5.4) The Partner must be able to pitch and understand the value proposition of the Platform for Prospective Clients within 90 days of this agreement being signed.

 

Existing Prospects Clause

6.1) Partners acknowledge and agree that Partner Rewards will not be payable for any prospect, lead, or referral that is already known to Readymode (“the License Provider”). A prospect will be considered “already known” if, at the time of the referral submission, the individual or organization is:

  1. an existing customer or active opportunity in the Company’s CRM or sales pipeline,
  2. engaged in ongoing communication with the Company, or
  3. has been referred previously by another Partner or internal source.

6.2) The License Provider reserves the right to determine, in its sole discretion, whether a referred prospect was already known prior to the referral date.

 

Agreement Review 

7.1) The License Provider retains the ability to review and re-enter negotiations of this  agreement six months after signing, in addition to both parties retaining the right to re-negotiate  contracts every two years thereafter  

7.2) If the Partner should change Principals of the Partner’s Company; the License  Provider retains the right to deny one or both parties a replacement agreement. This would be  based on performance and/or business relationship; however, this would affect previous commissions yet to be paid 

7.3) The Partner does not have the ability to sell/transfer this contract to a third party  without the express written consent of the License Provider and a new agreement in place.

 

Intellectual Property.  

Except for rights expressly granted under this agreement, nothing in this agreement will function to transfer any of either party’s Intellectual Property rights to the other party, and each party will retain an exclusive interest in and ownership of its Intellectual Property developed before this agreement or developed outside the scope of this agreement. 

 

The License Provider Trademark License Grant.  

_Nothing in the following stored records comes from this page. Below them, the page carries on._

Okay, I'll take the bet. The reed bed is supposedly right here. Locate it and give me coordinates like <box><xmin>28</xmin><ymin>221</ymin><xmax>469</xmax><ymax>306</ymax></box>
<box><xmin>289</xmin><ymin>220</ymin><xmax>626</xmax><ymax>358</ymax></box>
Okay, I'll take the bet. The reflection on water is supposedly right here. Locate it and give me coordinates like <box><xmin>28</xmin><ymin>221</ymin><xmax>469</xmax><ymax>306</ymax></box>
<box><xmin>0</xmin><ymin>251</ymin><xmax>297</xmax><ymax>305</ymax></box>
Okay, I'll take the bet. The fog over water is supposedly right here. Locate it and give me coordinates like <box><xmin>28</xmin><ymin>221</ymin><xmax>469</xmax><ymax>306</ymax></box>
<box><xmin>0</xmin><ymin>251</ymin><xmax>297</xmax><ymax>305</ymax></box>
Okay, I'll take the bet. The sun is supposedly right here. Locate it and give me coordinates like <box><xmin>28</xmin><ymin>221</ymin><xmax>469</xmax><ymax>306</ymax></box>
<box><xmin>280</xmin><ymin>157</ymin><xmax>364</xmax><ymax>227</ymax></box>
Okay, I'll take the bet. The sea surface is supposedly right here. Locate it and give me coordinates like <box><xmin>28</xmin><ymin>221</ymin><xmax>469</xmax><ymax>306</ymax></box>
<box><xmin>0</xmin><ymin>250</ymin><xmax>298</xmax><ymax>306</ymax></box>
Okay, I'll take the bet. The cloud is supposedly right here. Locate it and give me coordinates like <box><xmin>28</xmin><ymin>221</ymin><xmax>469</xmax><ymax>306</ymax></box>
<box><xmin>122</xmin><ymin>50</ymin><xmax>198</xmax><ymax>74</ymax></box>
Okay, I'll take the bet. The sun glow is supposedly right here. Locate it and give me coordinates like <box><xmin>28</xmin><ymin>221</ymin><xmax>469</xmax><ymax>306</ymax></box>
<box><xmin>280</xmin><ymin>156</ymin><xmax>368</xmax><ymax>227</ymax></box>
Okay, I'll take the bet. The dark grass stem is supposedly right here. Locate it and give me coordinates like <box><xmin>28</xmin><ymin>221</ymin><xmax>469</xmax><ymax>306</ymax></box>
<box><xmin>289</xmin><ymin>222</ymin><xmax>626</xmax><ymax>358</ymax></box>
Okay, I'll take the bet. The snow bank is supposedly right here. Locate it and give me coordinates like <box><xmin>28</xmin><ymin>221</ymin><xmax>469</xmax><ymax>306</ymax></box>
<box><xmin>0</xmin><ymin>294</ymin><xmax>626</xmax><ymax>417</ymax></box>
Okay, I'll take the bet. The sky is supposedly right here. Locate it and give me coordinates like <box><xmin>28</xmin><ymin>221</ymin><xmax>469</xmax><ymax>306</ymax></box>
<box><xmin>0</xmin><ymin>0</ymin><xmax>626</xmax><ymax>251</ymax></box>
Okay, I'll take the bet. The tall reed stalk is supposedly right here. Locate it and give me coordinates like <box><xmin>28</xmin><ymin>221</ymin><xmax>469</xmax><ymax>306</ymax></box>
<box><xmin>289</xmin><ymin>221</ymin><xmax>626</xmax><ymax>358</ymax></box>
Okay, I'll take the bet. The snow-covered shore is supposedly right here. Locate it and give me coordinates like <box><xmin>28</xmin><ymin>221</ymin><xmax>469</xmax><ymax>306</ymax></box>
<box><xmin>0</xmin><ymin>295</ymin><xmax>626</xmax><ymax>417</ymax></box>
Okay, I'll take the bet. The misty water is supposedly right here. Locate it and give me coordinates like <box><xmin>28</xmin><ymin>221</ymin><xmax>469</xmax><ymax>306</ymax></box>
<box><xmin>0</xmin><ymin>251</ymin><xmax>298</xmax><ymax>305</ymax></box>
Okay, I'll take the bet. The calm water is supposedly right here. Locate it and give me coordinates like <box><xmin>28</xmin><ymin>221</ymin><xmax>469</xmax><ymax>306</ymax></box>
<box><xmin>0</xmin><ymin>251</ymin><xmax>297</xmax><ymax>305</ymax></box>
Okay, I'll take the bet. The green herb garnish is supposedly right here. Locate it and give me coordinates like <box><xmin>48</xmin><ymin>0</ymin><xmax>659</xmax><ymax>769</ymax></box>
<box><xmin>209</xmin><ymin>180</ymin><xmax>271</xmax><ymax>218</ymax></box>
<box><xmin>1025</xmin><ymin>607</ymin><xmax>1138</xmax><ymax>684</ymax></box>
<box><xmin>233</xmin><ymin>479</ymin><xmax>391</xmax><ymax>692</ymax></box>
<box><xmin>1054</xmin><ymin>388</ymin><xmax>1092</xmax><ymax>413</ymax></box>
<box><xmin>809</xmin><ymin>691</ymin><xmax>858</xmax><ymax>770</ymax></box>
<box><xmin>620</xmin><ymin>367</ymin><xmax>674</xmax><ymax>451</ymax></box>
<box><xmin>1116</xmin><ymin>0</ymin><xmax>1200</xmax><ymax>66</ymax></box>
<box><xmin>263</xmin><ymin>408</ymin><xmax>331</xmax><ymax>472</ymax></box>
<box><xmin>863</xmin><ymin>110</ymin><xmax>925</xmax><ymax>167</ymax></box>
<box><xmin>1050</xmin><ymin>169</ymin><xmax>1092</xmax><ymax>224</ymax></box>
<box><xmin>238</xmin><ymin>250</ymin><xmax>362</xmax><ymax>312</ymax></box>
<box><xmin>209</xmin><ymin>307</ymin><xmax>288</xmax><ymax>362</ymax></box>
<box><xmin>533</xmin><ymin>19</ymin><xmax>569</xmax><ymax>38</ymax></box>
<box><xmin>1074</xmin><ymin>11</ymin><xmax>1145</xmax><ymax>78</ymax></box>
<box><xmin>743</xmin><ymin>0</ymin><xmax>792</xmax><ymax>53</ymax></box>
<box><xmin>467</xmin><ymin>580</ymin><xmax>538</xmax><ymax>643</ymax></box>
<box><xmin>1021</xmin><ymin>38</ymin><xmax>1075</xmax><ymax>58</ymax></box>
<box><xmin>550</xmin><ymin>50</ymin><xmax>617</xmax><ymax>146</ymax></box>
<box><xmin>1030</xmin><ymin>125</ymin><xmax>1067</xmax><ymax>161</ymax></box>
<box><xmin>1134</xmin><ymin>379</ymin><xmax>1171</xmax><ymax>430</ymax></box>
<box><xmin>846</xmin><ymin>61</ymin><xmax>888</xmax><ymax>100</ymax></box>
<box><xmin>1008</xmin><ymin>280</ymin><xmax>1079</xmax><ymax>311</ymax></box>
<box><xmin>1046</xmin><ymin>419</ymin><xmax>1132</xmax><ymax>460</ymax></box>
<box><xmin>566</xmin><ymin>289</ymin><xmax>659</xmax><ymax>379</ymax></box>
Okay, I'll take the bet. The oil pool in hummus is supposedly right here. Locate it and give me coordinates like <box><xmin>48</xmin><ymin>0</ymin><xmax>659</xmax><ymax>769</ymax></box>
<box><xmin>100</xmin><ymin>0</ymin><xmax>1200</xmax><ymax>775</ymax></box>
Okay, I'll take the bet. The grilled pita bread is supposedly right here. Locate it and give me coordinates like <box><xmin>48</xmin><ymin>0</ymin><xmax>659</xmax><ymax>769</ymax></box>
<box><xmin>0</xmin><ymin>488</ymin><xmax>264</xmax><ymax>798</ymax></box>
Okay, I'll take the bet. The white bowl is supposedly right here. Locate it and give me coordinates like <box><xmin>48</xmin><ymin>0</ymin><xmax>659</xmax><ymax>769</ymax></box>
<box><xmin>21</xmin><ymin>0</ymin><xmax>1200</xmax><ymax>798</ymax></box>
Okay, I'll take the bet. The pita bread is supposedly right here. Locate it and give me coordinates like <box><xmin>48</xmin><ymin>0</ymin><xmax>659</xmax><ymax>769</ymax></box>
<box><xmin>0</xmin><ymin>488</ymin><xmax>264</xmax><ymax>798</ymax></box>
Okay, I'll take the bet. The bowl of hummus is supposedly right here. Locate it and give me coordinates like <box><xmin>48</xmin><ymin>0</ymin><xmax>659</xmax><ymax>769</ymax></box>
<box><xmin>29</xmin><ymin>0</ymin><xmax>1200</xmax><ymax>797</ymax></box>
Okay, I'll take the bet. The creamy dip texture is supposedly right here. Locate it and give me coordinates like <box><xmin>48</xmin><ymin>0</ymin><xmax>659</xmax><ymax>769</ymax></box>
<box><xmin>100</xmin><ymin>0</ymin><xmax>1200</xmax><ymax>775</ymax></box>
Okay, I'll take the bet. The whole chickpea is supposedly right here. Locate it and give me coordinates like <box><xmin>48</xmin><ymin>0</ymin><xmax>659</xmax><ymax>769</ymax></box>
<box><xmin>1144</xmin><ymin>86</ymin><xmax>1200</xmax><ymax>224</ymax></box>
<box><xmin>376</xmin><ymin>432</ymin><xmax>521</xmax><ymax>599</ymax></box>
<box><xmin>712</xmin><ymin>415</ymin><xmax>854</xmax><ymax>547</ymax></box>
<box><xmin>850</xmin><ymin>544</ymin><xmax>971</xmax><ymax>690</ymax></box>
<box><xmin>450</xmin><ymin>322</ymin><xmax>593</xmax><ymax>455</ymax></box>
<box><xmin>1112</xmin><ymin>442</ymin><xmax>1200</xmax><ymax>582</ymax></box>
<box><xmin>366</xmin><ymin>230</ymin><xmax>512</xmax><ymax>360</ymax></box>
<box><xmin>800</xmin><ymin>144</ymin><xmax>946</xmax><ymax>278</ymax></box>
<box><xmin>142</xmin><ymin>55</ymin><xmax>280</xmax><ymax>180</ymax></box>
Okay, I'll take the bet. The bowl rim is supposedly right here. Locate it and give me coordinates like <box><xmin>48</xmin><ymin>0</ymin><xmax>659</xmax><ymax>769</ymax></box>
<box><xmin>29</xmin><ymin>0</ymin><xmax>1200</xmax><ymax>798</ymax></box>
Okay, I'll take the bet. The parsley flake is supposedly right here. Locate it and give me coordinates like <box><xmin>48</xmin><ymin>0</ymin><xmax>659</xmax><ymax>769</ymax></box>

The License Provider hereby grants to the Partner a non-transferable, non-exclusive, non-sublicensable, and royalty-free license to use the License Provider’s name,  

trademarks, logos, and other identifying information on marketing literature, advertising,  promotions, customer information, and programs the Partner creates in connection with the Products, [subject to the License Provider’s written approval in each instance]. 

 

Trademark Use.  

The Partner shall comply with all the License Provider’s policies regarding the use and display of the License Provider’s name, trademarks, logos, and other identifying information that the License Provider provides to the Partner in writing. 

 

Compliance with Laws

 Each party shall comply with all applicable Laws and notify the other party if it becomes aware of any non-compliance in connection with this section. 

 

Export Control Laws.  

Each party shall obtain all Permits necessary to and otherwise comply with all Laws on export control applicable to this agreement and all transactions contemplated under this agreement.